Поцелуй чудовища (Фрес) - страница 104

— Я, — произнес Вадим отчетливо, поглаживая грудь Мары, — пришел поговорить. Пришел сказать, — он больно куснул ее в шею, словно наказывая за упрямство и за то, что она посмела думать о нем гадости, отчего Мара громко ахнула и задохнулась, — что не было никакого приказа от Глеба.

Услышав это имя — Глеб, — Мара вспыхнула от гнева, рванулась из рук Вадима, но тот удержал ее, стиснул крепче и снова укусил в шею, потом за мочку уха, напоминая женщине их страстную ночь, когда таких укусов было, пожалуй, чересчур много, и ей пришлось покориться ему.

— Кто вообще сказал тебе эту гадость?!

— Снабженец ваш, — нехотя призналась Мара. — Пал Саныч… подсел, пьяный как скотина, стал шантажировать.

— Вот свинья, — совершенно искренне возмутился Вадим. — И ты ему, значит, поверила, а мне, значит, нет?

— Ему какой резон мне врать!? — взвилась Мара, но Вадим снова стал ее укачивать, убаюкивая ее ярость — тише, тише, — и она расслабилась, замерла в его руках.

— А мне? Мне какой резон тебе врать?

Мара не ответила.

— Я, — шепнул Вадим Маре на ушко, положив свою ладонь на живот Мары, считая удары пульса через тонкую ткань ее платья, — совершенно искренне за тобой ухаживал. Не по распоряжению. Не было этого распоряжения, — веско повторил он, словно впечатывая эти слова в разум Мары.

— Ну, не было, не было, не было! — выкрикнула она, зажмурив глаза, чтобы не выдать себя ничем. От волнения, от неспешных, острожных прикосновений Вадима у нее голова кружилась, казалось — отступи он, отпусти ее, разожми руки, и она упадет. — Все, поверила. Ты молодец. Не подлец. Теперь-то тебе что надо?!

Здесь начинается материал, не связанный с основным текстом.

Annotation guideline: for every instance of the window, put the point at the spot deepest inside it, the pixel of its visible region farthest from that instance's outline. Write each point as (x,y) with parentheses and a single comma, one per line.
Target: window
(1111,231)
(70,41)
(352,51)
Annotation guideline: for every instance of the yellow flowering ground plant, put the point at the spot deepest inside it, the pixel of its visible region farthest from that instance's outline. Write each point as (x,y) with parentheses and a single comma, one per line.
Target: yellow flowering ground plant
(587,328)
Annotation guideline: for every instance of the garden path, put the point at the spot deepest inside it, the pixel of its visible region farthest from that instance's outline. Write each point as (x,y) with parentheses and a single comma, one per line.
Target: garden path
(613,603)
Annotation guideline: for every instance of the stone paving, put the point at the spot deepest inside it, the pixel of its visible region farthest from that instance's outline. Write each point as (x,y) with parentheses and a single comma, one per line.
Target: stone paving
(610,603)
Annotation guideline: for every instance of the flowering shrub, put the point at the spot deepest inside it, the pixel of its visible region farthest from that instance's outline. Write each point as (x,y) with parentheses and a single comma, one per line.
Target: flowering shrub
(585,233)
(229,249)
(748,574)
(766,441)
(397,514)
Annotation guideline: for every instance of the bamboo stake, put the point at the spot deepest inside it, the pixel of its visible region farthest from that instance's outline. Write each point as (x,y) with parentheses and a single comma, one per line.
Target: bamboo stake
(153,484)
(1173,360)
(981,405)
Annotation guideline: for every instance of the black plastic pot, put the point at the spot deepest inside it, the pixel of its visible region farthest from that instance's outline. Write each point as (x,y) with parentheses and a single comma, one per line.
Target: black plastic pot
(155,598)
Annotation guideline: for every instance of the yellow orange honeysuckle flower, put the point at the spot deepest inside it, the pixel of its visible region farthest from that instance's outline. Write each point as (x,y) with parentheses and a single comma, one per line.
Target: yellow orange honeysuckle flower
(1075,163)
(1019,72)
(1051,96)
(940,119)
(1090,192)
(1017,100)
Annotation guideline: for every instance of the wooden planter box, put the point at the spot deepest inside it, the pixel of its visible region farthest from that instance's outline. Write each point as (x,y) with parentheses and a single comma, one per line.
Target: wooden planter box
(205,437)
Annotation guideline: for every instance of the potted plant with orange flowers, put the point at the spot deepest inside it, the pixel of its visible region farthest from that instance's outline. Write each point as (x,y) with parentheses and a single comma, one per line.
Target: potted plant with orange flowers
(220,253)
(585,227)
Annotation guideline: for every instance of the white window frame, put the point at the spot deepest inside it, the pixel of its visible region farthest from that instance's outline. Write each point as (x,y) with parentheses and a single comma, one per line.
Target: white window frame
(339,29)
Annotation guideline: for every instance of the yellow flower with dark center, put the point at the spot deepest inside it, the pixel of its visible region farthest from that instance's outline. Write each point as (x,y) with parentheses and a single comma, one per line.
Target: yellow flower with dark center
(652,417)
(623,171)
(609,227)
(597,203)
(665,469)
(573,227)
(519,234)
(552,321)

— Дурочка ты, Марка, — усмехнулся Вадим. — Ох, нет, не смотри на меня. не оборачивайся. Минутку подожди. Мне тоже сложно. сложно говорить то, что я сейчас скажу. и ты молчи! Не говори сейчас ничего, просто помолчи. Для храбрости, конечно, можно было тяпнуть… как в прошлый раз… Но я хочу, чтобы и ты, и я были трезвы, когда я это скажу.

Он снова порывисто прижался лицом к ее шее, горячо и часто целуя, прихватывая тонкую кожу губами. Ноги Мары дрогнули, сердце забилось еще чаще, она понимала, что Вадим сейчас скажет — и боялась поверить в это, словно ее вера могла вспугнуть, заставить его передумать говорить, шептать слова признаний.

— Ты нравишься мне, Мара, — пробормотал Вадим, наконец-то — и выдохнул с облегчение. Еле слышно, неразборчиво, мучительно краснея, все еще прижимаясь лицом к ее коже, стараясь отвлечь ее поцелуями от собственных слов, но все же признался. — Очень нравишься. И я хотел бы. попробовать. нам могло бы быть хорошо вместе.